Slate
Member
Whatever she’d been expecting, it wasn’t what actually happened. Lapis expected to just run down to the shelter for a few minutes, just to check on a complaint about seeing one of the abusive husbands hanging around. If they were, she’d make them regret it. It was her job to personally manage these locations, although she was the Executive Director of the charity itself. She liked personally working in the shelters. They were places she wished had existed when she had been a teenager, when Matthias–
No. She wasn’t thinking about that, ever. Not in a million years would she ever dredge up those memories. She looked ahead of her and instead focused on the looks she was getting from the corners of eyes and sometimes straight on. It helped her feel in control, knowing that people wanted her, but that she could actively choose who touched her. It was a power that let her move past her own trauma and continue going.
She sauntered, not walked, down the street. The northern location of the local Crystal shelters was close to the Diamond, meaning she could always just tag out at the bar with Hematite and make her way down the street a few blocks to the shelter. As her heeled boots clattered down the sidewalk, the door to the unassuming building appeared. There was a mural painted across the front, a beautiful swirl of colors in a pattern of crystals. It was subtle, with no sign, but if you knew what it was, you knew.
The places were subtle intentionally. The fewer people who found them, outside the people they meant to attract, the better. The more safe their women and children would be. Between that and the fact that they provided Stonewall security no one who wasn’t supposed to be in the shelter ever got in.

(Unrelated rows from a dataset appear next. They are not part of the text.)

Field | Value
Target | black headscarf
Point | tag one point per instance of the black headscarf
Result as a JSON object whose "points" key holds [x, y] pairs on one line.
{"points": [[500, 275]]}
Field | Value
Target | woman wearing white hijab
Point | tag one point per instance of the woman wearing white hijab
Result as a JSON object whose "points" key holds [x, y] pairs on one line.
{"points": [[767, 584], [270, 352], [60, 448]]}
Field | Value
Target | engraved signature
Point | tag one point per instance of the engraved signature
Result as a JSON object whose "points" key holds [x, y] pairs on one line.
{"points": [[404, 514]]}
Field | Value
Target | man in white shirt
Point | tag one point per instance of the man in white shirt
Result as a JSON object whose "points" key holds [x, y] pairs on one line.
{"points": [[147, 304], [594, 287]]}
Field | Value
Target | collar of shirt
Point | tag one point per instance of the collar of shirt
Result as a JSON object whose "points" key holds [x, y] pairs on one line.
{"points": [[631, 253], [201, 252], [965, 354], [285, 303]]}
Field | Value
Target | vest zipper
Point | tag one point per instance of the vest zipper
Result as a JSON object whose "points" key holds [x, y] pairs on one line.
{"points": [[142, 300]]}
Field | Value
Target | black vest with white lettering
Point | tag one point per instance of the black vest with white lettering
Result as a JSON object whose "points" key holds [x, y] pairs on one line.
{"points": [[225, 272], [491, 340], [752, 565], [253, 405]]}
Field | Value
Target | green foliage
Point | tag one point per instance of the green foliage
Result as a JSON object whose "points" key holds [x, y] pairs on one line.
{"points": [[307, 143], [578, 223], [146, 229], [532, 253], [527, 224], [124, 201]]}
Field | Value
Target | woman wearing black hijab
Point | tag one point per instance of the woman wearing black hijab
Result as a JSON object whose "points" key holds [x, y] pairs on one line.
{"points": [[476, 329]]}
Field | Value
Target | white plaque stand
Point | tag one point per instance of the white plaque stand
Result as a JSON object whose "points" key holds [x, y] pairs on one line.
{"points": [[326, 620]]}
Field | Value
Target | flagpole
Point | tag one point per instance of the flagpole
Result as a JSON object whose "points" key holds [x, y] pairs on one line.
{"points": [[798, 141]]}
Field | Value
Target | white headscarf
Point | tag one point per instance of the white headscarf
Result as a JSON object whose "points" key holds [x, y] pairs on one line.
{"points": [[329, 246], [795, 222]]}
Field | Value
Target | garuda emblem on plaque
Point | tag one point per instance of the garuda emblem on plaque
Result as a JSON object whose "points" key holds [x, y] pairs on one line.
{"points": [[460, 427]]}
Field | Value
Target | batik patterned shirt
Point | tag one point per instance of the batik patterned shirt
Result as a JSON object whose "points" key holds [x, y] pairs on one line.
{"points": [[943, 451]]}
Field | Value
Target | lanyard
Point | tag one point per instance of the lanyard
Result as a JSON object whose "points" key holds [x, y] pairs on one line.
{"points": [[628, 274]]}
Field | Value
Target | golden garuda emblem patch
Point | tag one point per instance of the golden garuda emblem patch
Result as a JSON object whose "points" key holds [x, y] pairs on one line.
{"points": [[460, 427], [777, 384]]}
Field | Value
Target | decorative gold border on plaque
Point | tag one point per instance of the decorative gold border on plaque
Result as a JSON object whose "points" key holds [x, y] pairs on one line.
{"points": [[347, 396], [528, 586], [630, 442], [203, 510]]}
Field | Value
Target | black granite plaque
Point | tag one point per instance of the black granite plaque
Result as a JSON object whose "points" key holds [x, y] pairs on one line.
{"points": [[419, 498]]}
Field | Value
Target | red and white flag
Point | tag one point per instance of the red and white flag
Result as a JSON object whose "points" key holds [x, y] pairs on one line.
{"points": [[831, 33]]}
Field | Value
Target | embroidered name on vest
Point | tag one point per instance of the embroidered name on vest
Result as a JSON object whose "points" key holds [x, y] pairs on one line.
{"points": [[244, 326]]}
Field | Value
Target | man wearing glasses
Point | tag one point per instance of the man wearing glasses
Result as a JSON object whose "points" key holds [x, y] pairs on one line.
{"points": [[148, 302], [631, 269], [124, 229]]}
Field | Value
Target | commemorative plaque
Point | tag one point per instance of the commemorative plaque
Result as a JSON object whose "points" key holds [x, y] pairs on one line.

That was why she was baffled by what happened next.
She nodded to the two guards, in their secretive positions near the building, in their dressed-down clothes, and she flashed her badge as she walked past. They simply nodded at her, letting her pass. Her short skirt swayed, and she could feel both their eyes tracing her fishnet-covered legs. A deep breath let her feel finally in control again, just before she pushed the door open. Originally, she was going to go to the security office and review outside footage. Originally.
Then she saw him.
It was like seeing a ghost, but one that was wrong. His hair was only brown, without the blonde bleached underlayer. The hair was still choppy, and still fell over his thick but well-cared-for brows. His honey-colored eyes were softer than she ever remembered them being. His tattoos were missing as well as his piercings. He was dressed in a way she had never seen him dressed before. And for a moment, her heart lept as she looked at him.
Malachite.
Then, as she watched him, unable to move, as he interacted with a young teenage girl, she noticed the way he moved and spoke. It wasn’t him, Mal. It was someone wearing his face. It moved in ways she’d never seen it move before, and made expressions she didn’t know. In an instant, she felt rage coil in her chest. Rage like she hadn’t felt since Obsidian had come back from Columbus.
She didn’t know what to do. She didn’t know how to respond to this. So she did the first thing that came to her. She ducked around the corner and waited, hoping that she would see him leave and be able to follow him. To do what… she wasn’t really sure. But she would do something.